Kaja Kallas, High Representative and Vice-President of the European Commission, issued a joint statement strongly criticizing Georgia's Foreign Agents Registration Act. She described the legislation as a significant setback for the country’s democracy, framing it alongside recent laws on broadcasting and grants as part of a broader pattern of repression by Georgian authorities.
Concerns Over Democratic Backsliding
Kallas's statement emphasized that these laws collectively suppress dissent, curtail freedoms, and constrict the operational space for activists, civil society, and independent media. Such measures, she warns, endanger the democratic foundations of Georgia and the prospects for a free and open society.
Implications for EU Accession
The statement referenced the European Council’s conclusions from June and October 2024, which highlighted that this trajectory jeopardizes Georgia’s path to EU membership. Consequently, the accession process has been effectively stalled. Kallas reiterated the EU’s demand that Georgian authorities respond to citizens’ calls for democracy and a European future by reversing these repressive policies. Specifically, the EU calls for the release of all journalists, activists, protesters, and political figures detained under these new laws.

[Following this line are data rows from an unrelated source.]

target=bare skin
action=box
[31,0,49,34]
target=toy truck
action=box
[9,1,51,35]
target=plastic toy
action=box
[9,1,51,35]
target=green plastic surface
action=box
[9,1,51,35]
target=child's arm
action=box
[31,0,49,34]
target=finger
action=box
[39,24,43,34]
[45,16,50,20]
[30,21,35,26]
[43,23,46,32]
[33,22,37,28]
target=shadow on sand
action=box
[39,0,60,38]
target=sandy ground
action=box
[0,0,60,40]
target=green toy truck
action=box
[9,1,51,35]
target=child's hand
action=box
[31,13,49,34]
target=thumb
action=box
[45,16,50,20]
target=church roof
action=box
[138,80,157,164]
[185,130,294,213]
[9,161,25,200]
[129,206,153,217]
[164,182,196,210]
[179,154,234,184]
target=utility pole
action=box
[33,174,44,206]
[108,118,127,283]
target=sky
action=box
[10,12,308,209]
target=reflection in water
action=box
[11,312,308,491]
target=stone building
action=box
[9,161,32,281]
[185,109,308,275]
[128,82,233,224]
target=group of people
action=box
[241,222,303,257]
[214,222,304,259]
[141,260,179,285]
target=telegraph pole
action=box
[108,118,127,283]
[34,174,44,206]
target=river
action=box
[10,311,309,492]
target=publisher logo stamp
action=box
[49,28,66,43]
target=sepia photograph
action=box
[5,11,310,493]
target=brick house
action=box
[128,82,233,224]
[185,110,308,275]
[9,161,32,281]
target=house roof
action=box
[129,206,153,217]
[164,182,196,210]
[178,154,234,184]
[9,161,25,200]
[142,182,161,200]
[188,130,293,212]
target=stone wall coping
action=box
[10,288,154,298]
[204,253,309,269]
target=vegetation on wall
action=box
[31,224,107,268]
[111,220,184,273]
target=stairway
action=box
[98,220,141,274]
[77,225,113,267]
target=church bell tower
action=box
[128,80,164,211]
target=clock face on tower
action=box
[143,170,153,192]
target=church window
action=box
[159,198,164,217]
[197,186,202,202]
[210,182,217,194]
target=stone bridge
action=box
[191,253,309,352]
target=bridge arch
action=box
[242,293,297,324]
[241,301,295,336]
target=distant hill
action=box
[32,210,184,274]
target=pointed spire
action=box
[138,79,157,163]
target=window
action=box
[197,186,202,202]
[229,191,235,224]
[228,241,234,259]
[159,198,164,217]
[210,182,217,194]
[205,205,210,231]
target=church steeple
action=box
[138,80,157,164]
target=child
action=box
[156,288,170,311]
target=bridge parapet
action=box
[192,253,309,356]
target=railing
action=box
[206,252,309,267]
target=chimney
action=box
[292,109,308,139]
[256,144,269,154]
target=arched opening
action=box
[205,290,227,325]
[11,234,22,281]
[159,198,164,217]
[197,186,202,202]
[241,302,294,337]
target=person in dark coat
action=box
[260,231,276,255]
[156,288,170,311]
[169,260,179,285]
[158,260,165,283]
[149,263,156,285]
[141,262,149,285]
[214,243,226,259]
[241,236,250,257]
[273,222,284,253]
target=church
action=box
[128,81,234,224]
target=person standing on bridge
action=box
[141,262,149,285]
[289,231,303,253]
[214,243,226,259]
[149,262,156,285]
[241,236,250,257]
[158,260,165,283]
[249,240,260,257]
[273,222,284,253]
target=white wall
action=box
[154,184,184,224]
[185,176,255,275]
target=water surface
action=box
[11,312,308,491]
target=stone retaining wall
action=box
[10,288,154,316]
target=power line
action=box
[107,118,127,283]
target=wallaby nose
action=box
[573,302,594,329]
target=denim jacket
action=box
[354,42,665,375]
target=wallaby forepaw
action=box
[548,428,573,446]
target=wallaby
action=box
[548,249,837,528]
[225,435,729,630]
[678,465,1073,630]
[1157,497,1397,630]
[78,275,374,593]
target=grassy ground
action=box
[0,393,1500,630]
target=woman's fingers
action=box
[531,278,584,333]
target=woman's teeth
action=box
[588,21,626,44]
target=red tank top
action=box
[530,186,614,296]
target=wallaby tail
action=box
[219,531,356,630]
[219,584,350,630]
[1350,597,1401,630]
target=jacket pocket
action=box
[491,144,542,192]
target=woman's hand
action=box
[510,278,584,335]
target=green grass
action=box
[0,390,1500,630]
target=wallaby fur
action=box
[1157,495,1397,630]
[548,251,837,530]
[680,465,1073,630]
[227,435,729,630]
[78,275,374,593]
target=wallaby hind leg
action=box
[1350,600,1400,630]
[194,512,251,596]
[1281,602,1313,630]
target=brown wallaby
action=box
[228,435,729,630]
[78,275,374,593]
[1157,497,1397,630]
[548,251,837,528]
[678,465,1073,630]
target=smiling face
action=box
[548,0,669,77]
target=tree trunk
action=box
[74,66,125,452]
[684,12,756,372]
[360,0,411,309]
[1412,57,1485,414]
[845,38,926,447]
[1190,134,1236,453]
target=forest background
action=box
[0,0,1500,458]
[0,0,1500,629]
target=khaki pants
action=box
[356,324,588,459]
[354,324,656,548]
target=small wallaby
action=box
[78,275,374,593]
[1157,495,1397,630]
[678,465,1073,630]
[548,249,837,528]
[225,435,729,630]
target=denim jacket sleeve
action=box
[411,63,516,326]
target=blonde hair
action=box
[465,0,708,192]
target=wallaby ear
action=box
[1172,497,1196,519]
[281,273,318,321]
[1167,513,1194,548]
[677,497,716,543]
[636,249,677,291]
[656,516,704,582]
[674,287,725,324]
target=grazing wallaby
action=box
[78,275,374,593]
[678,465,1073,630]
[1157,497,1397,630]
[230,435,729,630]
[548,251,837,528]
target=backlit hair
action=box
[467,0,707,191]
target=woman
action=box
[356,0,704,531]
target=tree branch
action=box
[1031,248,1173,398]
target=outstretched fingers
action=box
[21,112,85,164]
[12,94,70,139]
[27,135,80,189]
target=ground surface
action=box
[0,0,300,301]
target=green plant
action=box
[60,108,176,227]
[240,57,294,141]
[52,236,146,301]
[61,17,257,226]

Conditions for Renewal of EU Engagement
Significantly, Kallas noted that the EU remains open to resuming Georgia's accession process, contingent upon credible steps to halt democratic regression. However, she made clear that responsibility for these actions lies exclusively with Georgian authorities.
Stakeholder Impact
For Georgian authorities, this position represents a diplomatic warning with implications for international relations and funding linked to EU integration. Civil society and independent media in Georgia are acknowledged as directly threatened stakeholders, whose operational freedoms face increased limitations. For EU policymakers, the statement underscores a tension between promoting democracy and managing accession negotiations. EU taxpayers and stakeholders invested in enlargement must weigh progress against democratic standards.
Kallas’s comments reveal a stance favoring stronger enforcement of democratic norms as a condition for integration, highlighting a cleavage between supporting sovereign decision-making in Georgia and upholding EU values and regulatory standards.